Dingo dogs, inaccessibility and poverty

While there’s no mistaking that dingos are feral dogs though that doesn’t stop Aboriginal Australians from owning them. Though they can be careless it also gets complicated by that many of them live in camps/compounds where owned dogs stray anyways (similar things can be said of European villages and farms as well as Native American reservations to an extent), poverty (though not all Aboriginals and Native Americans are poor, many of them are) and inaccessibility to needed resources.

There’s a reason why European farmers can’t always afford to control (their) cat numbers not always because they’re being negligent but because even if they wanted to, they can’t and such vets aren’t immediately accessible though it’s changing now.
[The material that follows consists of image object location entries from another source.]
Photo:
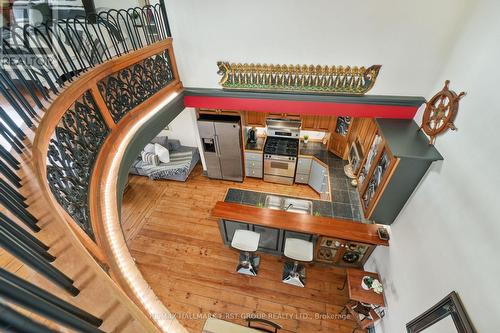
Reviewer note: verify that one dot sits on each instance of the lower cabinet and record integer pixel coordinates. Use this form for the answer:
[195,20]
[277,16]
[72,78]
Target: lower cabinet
[270,238]
[299,235]
[271,241]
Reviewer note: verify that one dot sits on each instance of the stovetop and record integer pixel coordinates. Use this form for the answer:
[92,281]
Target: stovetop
[281,146]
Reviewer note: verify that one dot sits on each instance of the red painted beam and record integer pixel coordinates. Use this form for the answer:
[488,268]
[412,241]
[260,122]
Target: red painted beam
[302,107]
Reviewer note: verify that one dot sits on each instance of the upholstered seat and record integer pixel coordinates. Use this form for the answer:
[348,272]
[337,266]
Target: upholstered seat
[245,240]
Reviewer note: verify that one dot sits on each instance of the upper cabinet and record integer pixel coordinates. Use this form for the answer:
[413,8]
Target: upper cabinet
[283,115]
[315,123]
[218,112]
[398,157]
[253,118]
[339,136]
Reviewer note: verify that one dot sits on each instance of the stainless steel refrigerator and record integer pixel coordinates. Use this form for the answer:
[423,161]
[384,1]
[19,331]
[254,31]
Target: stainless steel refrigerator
[222,146]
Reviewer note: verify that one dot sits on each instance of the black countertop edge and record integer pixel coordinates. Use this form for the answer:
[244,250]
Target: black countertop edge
[414,101]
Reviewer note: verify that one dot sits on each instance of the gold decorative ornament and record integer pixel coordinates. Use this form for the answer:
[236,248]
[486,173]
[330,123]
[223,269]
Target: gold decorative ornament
[313,79]
[440,112]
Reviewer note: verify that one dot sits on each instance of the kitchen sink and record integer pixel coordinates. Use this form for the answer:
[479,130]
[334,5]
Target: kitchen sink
[288,204]
[274,202]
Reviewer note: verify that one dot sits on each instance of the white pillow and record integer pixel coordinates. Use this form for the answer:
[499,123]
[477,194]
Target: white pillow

Native Americans are often stuck in reservations, sometimes cut off from the rest of America and Australia’s mostly desert, so it can be hard for Aboriginal dog owners for the same reasons.

The same reason can be said of Russia where you’ve got vast, relatively underpopulated areas in the East and being a big country, it can make it harder for people to head to veterinarians. It can also be said of how wartime (and depopulation) can sometimes affect pets. Where if their owners are dead or missing, such pets are left fending for themselves and end up straying unless if found or rehomed.

That’s the case with Rwanda before though dog ownership’s resurging. That’s also true for the Balkans, having been ravaged by violent separations since Yugoslavia’s downfall. When it comes to cats and dogs straying, bad ownership (or the animals’ tendencies) aren’t always to blame when socioeconomic and ecological factors and circumstances complicate it.